Today the ADBC Drivers Contributors released updated drivers for four database systems, available immediately via dbc. To update, just dbc install <driver> to get the latest version.

Updated Drivers

The main highlight for all drivers is improved performance. Each newly released driver is now significantly faster than its previous release and is typically faster than or on par with its reference non-ADBC driver, with some variation depending on workload and data types such as strings.

Google BigQuery driver version 1.11.0

  • Improved query performance by identifying and patching an issue in the Google BigQuery SDK for Go. #102
  • Added experimental support for bulk ingest via the Storage Write API, instead of by uploading Parquet files.

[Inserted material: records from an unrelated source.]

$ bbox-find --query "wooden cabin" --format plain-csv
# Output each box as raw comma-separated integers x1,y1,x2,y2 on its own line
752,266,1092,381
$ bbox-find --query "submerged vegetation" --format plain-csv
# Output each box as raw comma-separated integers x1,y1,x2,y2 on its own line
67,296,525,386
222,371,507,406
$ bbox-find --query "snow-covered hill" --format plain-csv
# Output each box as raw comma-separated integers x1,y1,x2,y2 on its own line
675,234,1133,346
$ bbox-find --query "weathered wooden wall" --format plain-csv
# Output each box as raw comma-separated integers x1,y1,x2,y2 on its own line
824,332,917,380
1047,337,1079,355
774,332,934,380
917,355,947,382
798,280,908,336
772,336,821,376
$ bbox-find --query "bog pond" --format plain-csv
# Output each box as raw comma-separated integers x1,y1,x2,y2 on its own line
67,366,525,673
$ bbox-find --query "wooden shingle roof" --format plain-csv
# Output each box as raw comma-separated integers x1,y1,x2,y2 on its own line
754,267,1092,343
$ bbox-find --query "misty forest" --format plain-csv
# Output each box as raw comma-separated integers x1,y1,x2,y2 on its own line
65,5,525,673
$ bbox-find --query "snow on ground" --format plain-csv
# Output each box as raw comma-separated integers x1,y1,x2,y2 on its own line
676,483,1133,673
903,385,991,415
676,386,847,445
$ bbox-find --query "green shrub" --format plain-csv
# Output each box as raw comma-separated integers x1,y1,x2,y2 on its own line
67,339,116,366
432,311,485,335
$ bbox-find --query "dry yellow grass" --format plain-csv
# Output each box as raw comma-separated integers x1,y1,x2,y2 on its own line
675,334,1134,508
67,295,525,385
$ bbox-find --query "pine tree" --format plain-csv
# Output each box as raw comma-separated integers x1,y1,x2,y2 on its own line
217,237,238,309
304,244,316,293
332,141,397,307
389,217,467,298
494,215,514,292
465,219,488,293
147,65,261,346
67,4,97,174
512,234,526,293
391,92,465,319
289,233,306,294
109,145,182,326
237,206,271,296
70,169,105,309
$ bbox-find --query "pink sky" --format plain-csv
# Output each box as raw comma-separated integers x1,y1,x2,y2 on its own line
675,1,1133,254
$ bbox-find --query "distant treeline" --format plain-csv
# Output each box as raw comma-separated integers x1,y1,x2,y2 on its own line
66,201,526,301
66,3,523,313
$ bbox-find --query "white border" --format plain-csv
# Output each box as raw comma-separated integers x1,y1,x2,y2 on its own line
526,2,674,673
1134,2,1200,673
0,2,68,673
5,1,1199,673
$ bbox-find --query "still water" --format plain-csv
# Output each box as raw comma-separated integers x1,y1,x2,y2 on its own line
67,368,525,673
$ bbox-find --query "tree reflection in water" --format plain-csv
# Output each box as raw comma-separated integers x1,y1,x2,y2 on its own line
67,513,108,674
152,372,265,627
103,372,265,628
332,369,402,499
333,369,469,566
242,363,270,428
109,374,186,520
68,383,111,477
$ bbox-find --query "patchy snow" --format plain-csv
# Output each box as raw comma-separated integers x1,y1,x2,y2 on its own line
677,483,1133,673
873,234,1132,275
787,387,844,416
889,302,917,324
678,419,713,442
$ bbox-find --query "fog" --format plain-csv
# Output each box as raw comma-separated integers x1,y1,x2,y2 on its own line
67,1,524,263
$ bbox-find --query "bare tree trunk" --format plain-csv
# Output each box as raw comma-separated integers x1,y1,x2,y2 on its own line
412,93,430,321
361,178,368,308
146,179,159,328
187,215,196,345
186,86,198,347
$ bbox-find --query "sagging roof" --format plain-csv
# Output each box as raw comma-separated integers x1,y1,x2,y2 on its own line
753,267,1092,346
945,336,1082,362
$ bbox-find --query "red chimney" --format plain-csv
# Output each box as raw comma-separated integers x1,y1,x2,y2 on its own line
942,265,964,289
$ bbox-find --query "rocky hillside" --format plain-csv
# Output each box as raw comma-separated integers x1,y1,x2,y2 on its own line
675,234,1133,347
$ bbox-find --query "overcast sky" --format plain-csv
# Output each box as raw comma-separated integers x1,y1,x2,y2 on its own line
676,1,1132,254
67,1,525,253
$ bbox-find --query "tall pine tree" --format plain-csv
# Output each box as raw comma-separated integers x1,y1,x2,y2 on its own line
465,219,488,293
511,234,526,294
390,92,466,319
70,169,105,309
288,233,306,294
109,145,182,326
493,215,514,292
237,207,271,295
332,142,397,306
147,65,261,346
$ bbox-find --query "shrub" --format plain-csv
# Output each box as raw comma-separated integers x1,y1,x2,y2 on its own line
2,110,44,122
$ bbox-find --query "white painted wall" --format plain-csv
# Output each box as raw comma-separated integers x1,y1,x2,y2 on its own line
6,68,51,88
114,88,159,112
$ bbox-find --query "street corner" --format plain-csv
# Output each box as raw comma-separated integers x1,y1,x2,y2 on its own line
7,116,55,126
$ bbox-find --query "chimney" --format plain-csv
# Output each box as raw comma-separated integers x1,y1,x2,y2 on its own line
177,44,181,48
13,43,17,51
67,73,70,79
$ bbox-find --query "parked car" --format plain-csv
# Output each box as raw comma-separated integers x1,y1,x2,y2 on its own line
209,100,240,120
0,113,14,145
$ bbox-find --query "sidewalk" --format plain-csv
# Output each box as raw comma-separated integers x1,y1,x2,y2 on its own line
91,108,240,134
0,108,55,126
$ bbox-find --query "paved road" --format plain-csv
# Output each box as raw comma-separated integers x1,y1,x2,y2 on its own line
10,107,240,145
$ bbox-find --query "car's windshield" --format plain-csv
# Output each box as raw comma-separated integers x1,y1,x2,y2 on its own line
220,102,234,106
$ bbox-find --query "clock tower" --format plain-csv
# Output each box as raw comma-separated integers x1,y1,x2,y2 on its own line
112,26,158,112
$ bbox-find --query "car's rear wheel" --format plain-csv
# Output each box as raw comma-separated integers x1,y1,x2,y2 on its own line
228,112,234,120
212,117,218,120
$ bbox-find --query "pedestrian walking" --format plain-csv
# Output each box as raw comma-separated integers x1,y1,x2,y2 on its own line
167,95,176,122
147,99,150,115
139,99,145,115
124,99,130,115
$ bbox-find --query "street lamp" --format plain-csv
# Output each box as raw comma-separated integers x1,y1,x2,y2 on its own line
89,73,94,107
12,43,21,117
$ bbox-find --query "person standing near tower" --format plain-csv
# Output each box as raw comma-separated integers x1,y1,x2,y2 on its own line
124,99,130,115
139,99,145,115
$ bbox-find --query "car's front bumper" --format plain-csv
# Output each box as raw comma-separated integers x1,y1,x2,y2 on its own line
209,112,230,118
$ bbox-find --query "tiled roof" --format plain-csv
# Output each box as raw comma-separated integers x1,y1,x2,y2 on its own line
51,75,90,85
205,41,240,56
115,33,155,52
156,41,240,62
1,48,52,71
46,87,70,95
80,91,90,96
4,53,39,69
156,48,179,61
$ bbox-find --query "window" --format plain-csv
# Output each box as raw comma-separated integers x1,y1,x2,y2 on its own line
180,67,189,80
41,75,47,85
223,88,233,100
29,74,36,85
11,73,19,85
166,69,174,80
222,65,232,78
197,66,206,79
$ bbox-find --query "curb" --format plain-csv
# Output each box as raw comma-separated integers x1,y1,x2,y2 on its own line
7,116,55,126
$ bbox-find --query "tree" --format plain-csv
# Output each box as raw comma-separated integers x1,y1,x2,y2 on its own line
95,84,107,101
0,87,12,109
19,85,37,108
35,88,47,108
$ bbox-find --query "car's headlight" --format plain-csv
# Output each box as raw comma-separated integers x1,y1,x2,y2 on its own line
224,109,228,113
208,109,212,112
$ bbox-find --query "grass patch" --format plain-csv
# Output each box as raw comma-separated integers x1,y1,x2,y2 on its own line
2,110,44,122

This is still a work in progress and is not recommended for production use. #105

MySQL driver version 0.3.0

  • Improved bulk ingest performance. #66

Microsoft SQL Server driver version 1.3.0

Trino driver version 0.3.0

  • Improved bulk ingest performance. #58

Benchmarks

Query benchmarks measure the time to retrieve a PyArrow Table, while ingest benchmarks measure the time to write a PyArrow Table. The benchmark harness in all cases uses Python.

Querying Data

Database Data Size ADBC Before (s) ADBC After (s) Competitor (s) Relative Time1
BigQuery 6 million rows 95.2 ± 2.34 31.0 ± 2.1 56.4 ± 1.32 0.55x
SQL Server 1.2 million rows 9.6 ± 0.1 3.3 ± 0.0 3.0 ± 0.23 1.1x

Ingesting Data

Database Data Size ADBC Before (s) ADBC After (s) Competitor (s) Relative Time1
MySQL 600k rows 467.8 ± 17.9 6.7 ± 0.3 13.1 ± 0.74 0.51x
Trino 60k rows 1962.8 ± 182.2 52.2 ± 8.2 2061.8 ± 15.15 0.03x
  1. Versus competitor. Lower is better.  2

  2. python-bigquery-sqlalchemy with Storage Read API enabled 

  3. turbodbc 5.1.2 + msodbcsql 18.6.1.1-1 

  4. mysql-connector-python using DuckDB to convert Arrow data to Python objects; using PyArrow Table.to_pylist instead, timing was 15.31 ± 0.59s 

  5. trino-python-client